The efforts of 27 giant banks in North America, Europe and Asia to align their policies with global warming of no more than 1.5 degrees Celsius are falling far short in every area measured in the pilot study, obtained exclusively by The Associated Press. The report said no major bank has committed to end financing for new oil and gas exploration, and only one has promised to cut all coal financing in line with International Energy Agency guidelines.
The evaluation was prepared by the Institutional Investors Group on Climate Change (IIGCC), whose more than 350 members are mainly asset managers and owners. They include Barclay’s Bank U.K. Retirement Fund, BlackRock and Goldman Sachs Asset Management International. Group members have €51 trillion in assets under management and advice, according to the IIGCC website. That amounts to roughly a tenth of total assets held by financial institutions worldwide. The Transition Pathway Initiative, a research group that tracks corporate emissions, was a co-author of the report.
The evaluation is significant because it comes from within the financial community, echoing the idea that fossil fuel investments must wind down, which environmentalists, climate scientists and energy experts have argued for years.
Witold Henisz, vice dean of the environmental, social and governance initiative at the Wharton Business School, said the study “establishes convincingly that banks are not yet demonstrating substantive progress towards net zero, and often even their own commitments.” A growing body of research suggests low public rankings shame companies into responding, he said — and investors may punish them.
Any quibbles over methodology “will not alter the above high-level conclusion,” he added.
The study assessed banks for six areas where they should be showing progress if their lending and other services were aligned with a sharp ramp down of emissions: the strength of net zero pledges; short- and medium-term emissions targets; decarbonization strategies, namely, plans for exiting polluting industries; lobbying on climate regulation; how climate risk is reflected in accounts and audits, and governance, meaning how climate risks are incorporated into leadership structures.
Evaluators set benchmarks for each area. Banks were graded on how many they hit. A 100% rating would mean a bank was completely aligned with the Paris goals in that category.
On their commitments to reducing emissions in their lending portfolios to zero, the banks, in aggregate, came in at 20%. On short- and medium-term climate targets, which demonstrate a pathway to net zero goals, they met just 10% of indicators. And the report found 1% of banks’ lobbying practices are consistent with the 1.5 C goal.
“The level of urgency must ratchet up,” said Natasha Landell-Mills, head of stewardship at investment manager Sarasin and Partners, and co-chair of the IIGCC working group. “Banks still have a long way to go.”
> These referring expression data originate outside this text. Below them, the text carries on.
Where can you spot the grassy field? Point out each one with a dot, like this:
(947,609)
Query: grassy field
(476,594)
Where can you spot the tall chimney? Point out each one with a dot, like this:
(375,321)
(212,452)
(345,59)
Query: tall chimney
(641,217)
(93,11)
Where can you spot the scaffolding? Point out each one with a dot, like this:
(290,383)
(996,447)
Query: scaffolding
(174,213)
As gatekeepers of the world’s money, banks play a critical role in climate change, the study said. They make new fossil fuel projects possible via financing. They decide whether to lend money for coal mines and for agribusinesses that fell tropical rainforest. There are other sources of finance, and private equity in particular has a growing role, but banks remain the most important.
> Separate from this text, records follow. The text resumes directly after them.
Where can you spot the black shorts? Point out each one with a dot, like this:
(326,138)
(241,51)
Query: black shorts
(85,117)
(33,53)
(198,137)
Two-thirds of banks have committed to achieving net zero carbon emissions, the study found, but these commitments “vary widely.” Only UBS commits to net zero over its entire business, the study found.
The four Chinese banks in the report, Agricultural Bank of China, Bank of China, China Construction Bank and the Industrial and Commercial Bank of China, have made no commitment to net zero emissions, the study found. They were the worst-rated institutions, each scoring zero in five of the six categories assessed.
Each year, a body known as the Financial Stability Board, based in Basel, Switzerland and created by the Group of 20 heads of major economies, gauges which banks in the world are most influential based on their size and importance to the global financial system. The world’s four most influential banks in 2021 — JPMorgan Chase, BNP Paribas, Citigroup and HSBC — each were assessed at zero in two or three areas in the evaluation. Climate governance was the only category where all were judged to be making substantial progress.
Scientists say emissions must sharply ramp down in the short and medium term, so benchmarks for 2030 and 2035 are crucial. Only three banks, Barclays, ING Bank and Societe Generale, have published short-term targets to reduce emissions from activities they finance, the study reveals. Nine have published medium-term targets. This is “problematic,” the study said, because targets help investors gauge how serious banks are about decarbonizing.
Bank lobbying, which can attempt to influence and weaken climate laws, also veered far from a 1.5 Celsius pathway, the study said. And it found banks don’t ensure that their trade associations lobby in accordance with the agreement.
Not one of the banks links executive pay to emissions, the study found.